Unified Model Records

Llama 2

Type: family

Tags: opensource Publisher: Meta Released: 2023-07-19 v.1.0.0

Metadata

General information.

name
Llama 2
version
1.0
publisher
Meta
model type
Large Language Model
release date
2023-07-19
description
Meta developed and released the Llama 2 family of large language models (LLMs), a collection of pretrained and fine-tuned generative text models ranging in scale from 7 billion to 70 billion parameters. Our fine-tuned LLMs, called Llama-2-Chat, are optimized for dialogue use cases. Llama-2-Chat models outperform open-source chat models on most benchmarks we tested, and in our human evaluations for helpfulness and safety, are on par with some popular closed-source models like ChatGPT and PaLM.
architecture
Llama 2 is an auto-regressive language model that uses an optimized transformer architecture.
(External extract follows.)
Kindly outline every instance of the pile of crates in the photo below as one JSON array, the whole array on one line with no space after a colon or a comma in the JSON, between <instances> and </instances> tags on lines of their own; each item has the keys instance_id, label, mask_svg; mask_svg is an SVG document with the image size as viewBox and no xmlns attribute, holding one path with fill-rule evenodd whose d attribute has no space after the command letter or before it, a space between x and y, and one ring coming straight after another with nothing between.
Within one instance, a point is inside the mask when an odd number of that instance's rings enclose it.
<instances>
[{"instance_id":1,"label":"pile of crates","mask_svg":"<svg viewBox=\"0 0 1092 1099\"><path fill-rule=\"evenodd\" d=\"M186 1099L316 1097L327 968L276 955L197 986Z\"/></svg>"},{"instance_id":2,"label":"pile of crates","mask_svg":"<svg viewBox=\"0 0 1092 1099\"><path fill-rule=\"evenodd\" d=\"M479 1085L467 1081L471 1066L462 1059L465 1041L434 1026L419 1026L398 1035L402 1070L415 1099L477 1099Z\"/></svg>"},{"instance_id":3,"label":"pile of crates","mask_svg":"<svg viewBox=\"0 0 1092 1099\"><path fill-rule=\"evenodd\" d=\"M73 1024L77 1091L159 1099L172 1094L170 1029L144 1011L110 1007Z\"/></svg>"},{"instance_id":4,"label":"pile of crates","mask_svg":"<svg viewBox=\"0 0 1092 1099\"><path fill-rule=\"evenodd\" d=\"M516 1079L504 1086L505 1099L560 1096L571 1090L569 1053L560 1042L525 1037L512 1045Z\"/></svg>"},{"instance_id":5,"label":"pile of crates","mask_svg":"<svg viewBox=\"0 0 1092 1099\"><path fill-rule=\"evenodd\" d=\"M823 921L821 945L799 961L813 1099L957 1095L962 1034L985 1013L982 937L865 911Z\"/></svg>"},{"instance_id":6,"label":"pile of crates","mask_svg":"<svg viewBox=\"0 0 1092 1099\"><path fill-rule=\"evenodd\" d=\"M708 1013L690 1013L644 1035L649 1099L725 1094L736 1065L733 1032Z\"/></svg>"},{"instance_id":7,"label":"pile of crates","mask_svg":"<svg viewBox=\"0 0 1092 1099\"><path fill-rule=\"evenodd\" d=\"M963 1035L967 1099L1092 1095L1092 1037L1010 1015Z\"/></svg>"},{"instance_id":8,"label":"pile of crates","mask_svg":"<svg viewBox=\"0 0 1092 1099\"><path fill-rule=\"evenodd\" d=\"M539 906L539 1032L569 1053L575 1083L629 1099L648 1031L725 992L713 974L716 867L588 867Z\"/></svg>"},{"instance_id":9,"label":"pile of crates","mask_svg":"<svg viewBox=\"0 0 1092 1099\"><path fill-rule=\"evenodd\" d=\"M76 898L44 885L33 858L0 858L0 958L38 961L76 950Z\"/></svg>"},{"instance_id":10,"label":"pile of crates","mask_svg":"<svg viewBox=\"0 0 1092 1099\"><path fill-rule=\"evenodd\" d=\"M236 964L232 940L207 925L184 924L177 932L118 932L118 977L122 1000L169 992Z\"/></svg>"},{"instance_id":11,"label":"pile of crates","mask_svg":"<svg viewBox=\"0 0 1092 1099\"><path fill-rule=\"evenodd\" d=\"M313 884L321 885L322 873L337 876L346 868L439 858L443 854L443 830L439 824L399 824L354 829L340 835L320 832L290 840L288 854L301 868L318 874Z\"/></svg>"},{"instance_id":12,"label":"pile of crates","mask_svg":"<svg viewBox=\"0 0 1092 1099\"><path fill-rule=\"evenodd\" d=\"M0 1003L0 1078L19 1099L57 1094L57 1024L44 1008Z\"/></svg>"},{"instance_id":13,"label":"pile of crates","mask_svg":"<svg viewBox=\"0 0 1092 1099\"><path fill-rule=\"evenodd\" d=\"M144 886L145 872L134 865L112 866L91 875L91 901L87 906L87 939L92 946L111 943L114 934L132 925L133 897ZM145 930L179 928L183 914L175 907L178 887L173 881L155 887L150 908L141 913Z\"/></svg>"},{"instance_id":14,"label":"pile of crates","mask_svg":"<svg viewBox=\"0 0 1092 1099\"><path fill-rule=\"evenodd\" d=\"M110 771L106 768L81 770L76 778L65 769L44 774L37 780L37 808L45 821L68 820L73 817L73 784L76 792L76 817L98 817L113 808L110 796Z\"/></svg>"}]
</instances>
The tuned versions use supervised fine-tuning (SFT) and reinforcement learning with human feedback (RLHF) to align with human preferences for helpfulness and safety.

Relations

No relations specified.

Relationship Graph

Relationship Graph for llama2

Intended Use

  • Llama 2 is intended for commercial and research use in English.
  • Tuned models are intended for assistant-like chat.
  • Pretrained models can be adapted for a variety of natural language generation tasks.
  • Developers may fine-tune Llama 2 models for languages beyond English provided they comply with the Llama 2 Community License and the Acceptable Use Policy.
  • Use in any manner that violates applicable laws or regulations is out-of-scope.

Factors

  • Range of parameter sizes — 7B, 13B, and 70B — as well as pretrained and fine-tuned variations.
  • Input text only.
  • Output text only.
  • Model architecture uses an optimized transformer architecture.
  • Models are trained with a global batch-size of 4M tokens.

Evaluation Data

  • Evaluation data includes standard academic benchmarks across commonsense reasoning, world knowledge, reading comprehension, and math.
  • Automatic safety benchmarks such as TruthfulQA and ToxiGen for evaluating truthfulness and toxicity.
  • The BOLD dataset for measuring biases in open-ended language generation.
  • Use of internal evaluations library for consistency across evaluations.
  • Both pretrained Llama 2 and fine-tuned Llama 2-Chat models are evaluated on these benchmarks.

Training Data

  • 2 trillion tokens of data from publicly available sources were used for pretraining.
  • Fine-tuning data includes publicly available instruction datasets, as well as over one million new human-annotated examples.
  • The pretraining data has a cutoff of September 2022, but some tuning data is more recent, up to July 2023.
  • Neither the pretraining nor the fine-tuning datasets include Meta user data.
  • A new mix of publicly available online data was curated for the training process.

Additional Information

  • The 70B version uses Grouped-Query Attention (GQA) for improved inference scalability.
  • Token counts refer to pretraining data only.
  • The models were trained between January 2023 and July 2023.
  • A custom commercial license is available for use.
  • More detailed information can be found in the research paper "Llama-2: Open Foundation and Fine-tuned Chat Models".

Recommendations

  • Before deploying any applications of Llama 2, developers should perform safety testing and tuning tailored to specific applications.
  • Consult the Responsible Use Guide available on Meta AI's website.
  • Regular updating and fine-tuning with newer data and community feedback is recommended to improve model safety and effectiveness.
  • Consider language variations and cultural contexts when adapting Llama 2 models for languages beyond English.
  • Stay informed about updates to model versions and licenses.